In 2010, the economy expanded 4.5%, up 0.8% compared with 2009.

GDP among OECD member countries rose an average of 2.8%. Last year, Israel’s growth rate was greater than that of Sweden (4.4%), Japan (3.7%) and Germany (3.5%), while trailing Mexico (5%), Chile (5.2%) and South Korea (6.2%).

Israel should be able to maintain its growth rate if budget discipline is kept and cooperation among different groups in the economy is secured, Steinitz said.

GNP in the fourth quarter grew at the fastest pace since the same quarter in 2006, the statistics bureau said.

In a report published Sunday, the Bank of Israel said it expected GNP for the fourth quarter to be between 4.3% to 4.6%, while other economists had predicted 4% to 5%.

“The preliminary figures are a surprise and are well above our expectations and those in the market,” Harel Financial Group chief economist Michael Sarel said Wednesday. “There is still a possibility of a downward correction in the coming months.

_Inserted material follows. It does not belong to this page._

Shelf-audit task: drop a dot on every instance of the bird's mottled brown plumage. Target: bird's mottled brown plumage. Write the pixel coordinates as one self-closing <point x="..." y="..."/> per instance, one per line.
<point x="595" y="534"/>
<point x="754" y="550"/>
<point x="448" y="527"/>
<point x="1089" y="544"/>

But if the figures are confirmed, inflationary pressures will be further boosted, mainly driven by the sharp surge in private consumption.

As a result, the Bank of Israel will need to raise interest rates at a much faster pace in the coming months, and the shekel would be expected to strengthen.”

Growth in the fourth quarter was helped by increased consumer and government spending and investment in fixed assets and exports, the statistics bureau said.

Private consumption grew 9.8% in the fourth quarter, up from 1.1% in the third quarter, while government spending rose 5.7%. Investment in fixed assets surged 15.9% in the fourth quarter.

Exports of goods increased an annualized 10.3% in the fourth quarter, driven by diamond trade, while imports rose 22.5%. Not including diamonds, exports of goods grew 1.1%.